In this issue of Blood, Greiner and colleagues describe how peptides derived from the mutated nucleophosmin 1 gene (NPM1mut) can elicit in vitro CD4+ and CD8+ T-cell responses in patients with acute myeloid leukemia, which can lead to antigen-specific lysis of leukemic blasts.1
Acute myeloid leukemia (AML) with normal karyotype is a heterogeneous entity with regard to prognosis. The cases with NPM1mut but without the FMS-like tyrosine kinase 3 internal tandem duplication (FLT3-ITDneg) have a better prognosis. This may be related to the specific immune response that the mutated NPM1 can elicit in AML patients. At first sight, it is difficult to believe that the immune system can offer protection against such an overwhelming disease as AML. Yet, clinical evidence for a T-cell response against AML has come from allogeneic hematopoietic stem cell transplantation, where it is clear that allogeneic T cells in the transplant and in donor lymphocyte infusions can bring about a graft-versus-leukemia effect. Evidence for the importance of an autologous T-cell response against AML has come from the tumor vaccination field. Vaccination against the leukemia-associated antigens2 Wilms tumor protein 1 (WT1),3-6 PR1 (derived from proteinase 3),4 and receptor for hyaluronic acid–mediated motility (RHAMM)7 can bring about clinical antileukemic effects in AML. The clinical response was generally correlated with the T-cell responses elicited.3,4,6 Loss of clinical response has been reported to be associated with decrease or loss of specific T-cell immunity.

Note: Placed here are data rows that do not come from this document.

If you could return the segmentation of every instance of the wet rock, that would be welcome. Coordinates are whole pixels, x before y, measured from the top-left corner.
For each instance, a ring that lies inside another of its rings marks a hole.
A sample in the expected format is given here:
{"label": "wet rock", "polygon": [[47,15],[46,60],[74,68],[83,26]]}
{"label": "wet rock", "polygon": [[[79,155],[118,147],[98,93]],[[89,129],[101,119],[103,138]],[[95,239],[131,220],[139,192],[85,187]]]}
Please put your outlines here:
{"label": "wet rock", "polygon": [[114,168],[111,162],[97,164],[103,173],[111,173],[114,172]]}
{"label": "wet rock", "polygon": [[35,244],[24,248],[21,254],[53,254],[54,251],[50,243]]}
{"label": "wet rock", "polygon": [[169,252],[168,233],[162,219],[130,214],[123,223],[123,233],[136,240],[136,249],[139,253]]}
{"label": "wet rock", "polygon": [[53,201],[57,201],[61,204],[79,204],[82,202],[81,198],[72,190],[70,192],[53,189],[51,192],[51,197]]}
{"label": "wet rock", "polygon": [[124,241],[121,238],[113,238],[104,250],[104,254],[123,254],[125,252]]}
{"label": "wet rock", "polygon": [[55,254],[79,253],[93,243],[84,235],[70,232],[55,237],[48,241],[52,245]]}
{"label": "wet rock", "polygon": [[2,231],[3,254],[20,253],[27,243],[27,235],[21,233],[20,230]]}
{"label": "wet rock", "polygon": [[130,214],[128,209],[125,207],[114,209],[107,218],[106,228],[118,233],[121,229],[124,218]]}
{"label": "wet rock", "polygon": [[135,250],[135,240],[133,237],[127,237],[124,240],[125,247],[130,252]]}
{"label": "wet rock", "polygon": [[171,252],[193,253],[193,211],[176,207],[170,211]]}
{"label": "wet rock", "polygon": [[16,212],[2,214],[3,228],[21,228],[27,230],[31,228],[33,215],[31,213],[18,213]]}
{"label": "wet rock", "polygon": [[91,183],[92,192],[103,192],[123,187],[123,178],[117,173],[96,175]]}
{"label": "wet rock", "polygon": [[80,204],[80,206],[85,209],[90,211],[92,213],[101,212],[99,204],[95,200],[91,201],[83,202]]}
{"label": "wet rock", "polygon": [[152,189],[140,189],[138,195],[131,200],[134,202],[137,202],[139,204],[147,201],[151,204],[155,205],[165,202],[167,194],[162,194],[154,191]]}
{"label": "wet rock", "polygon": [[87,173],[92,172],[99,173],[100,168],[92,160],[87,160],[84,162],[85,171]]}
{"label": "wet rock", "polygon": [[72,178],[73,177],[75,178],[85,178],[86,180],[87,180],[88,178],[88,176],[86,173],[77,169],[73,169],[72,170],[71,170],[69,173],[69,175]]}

But can an antileukemic immune response be elicited in patients not receiving immunotherapy? The answer comes from a vast body of work, demonstrating that, contrary to general belief, certain chemotherapeutic agents can augment immune responses against tumors.8 Chemotherapy thus not only has direct cytotoxic effects on cancerous cells, but can also boost the immunity against them by different mechanisms, including stimulating tumor antigen presentation by dendritic cells to cytotoxic T lymphocytes. This is particularly true of anthracyclines, still the mainstay of treatment of AML, which have been demonstrated to be a prototype of immunogenic chemotherapy.9 It was already known for a while that the antitumoral effect of doxorubicin in certain animal models was strongly reduced if the immune system was not functioning properly.
In the case of NPM1mut AML, especially if it is also FLT3-ITDneg, the autologous T-cell response induced by the mutated NPM1 could bring about a significant antileukemic effect directly after chemotherapy (figure panels A and C). At this stage, the number of leukemic cells would significantly be reduced, the immune response could be strengthened, and the stimulated anti-NPM1mut cytotoxic T lymphocytes could mount a final attack against the remaining leukemic cells. This could account for the cures seen with chemotherapy alone in NPM1mut AML. But not all patients with NPM1mutFLT3-ITDneg AML are cured by chemotherapy alone. The findings by Greiner et al theoretically suggest the possibility that postremission immunotherapy directed against NPM1mut could induce cures and/or longer-lasting remissions in this type of AML and maybe even in NPM1mutFLT3-ITDpos AML, especially if there is molecular evidence of residual disease.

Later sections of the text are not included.